The Harvard architecture is a computer architecture with physically separate storage and signal pathways for the code (instructions) and data. Today, most processors implement such separate signal pathways for performance reasons but implement a Modified Harvard architecture, so they can support tasks like loading an executable program from disk storage as data and then executing it. Harvard architecture is contrasted to the Von Neumann architecture, where data and code are stored in the same memory which is read by the processor allowing the computer to execute commands.

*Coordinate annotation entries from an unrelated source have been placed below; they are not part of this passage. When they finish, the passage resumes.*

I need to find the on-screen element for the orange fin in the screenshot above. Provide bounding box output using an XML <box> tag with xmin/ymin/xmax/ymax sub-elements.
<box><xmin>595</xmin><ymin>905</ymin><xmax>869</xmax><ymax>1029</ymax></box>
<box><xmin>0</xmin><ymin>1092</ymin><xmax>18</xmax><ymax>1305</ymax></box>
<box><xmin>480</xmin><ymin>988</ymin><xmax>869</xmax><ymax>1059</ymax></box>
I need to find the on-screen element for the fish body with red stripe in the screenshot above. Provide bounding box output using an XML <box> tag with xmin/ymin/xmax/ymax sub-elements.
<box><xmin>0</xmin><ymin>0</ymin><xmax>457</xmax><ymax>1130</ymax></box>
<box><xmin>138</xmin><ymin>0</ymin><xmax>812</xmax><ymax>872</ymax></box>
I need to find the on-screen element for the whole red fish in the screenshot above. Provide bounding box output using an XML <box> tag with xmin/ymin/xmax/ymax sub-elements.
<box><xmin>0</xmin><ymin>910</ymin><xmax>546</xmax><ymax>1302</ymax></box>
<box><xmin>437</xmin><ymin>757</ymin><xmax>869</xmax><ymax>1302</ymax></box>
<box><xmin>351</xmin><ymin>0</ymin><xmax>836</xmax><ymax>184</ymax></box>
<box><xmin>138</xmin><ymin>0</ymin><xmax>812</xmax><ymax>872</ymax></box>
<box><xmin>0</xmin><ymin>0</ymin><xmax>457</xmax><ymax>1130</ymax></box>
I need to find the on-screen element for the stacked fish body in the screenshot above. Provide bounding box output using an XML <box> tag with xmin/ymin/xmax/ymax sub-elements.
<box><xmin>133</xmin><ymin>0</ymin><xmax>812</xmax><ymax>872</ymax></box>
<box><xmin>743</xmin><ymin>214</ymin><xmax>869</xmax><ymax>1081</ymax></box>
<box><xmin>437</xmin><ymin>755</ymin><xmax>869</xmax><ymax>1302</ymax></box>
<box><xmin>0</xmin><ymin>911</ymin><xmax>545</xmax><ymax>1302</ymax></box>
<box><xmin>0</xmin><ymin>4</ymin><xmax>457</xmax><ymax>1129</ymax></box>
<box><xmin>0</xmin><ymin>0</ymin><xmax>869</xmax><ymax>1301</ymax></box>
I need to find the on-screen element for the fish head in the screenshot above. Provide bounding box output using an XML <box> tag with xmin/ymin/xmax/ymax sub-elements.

From the point of view of a process, the code space is the part of its address space where the code in execution is stored. In multitasking systems this comprises the program's code segment and usually shared libraries. In multi-threading environment, different threads of one process share code space along with data space, which reduces the overhead of context switching considerably as compared to process switching.
Pamela Samuelson wrote that machine code is so unreadable that the United States Copyright Office cannot identify whether a particular encoded program is an original work of authorship; however, the US Copyright Office does allow for copyright registration of computer programs and a program's machine code can sometimes be decompiled in order to make its functioning more easily understandable to humans. However, the output of a decompiler or disassembler will be missing the comments and symbolic references, so while the output may be easier to read than the object code, it will still be more difficult than the original source code. This problem does not exist for object-code formats like SQUOZE, where the source code is included in the file.
Cognitive science professor Douglas Hofstadter has compared machine code to genetic code, saying that "Looking at a program written in machine language is vaguely comparable to looking at a DNA molecule atom by atom."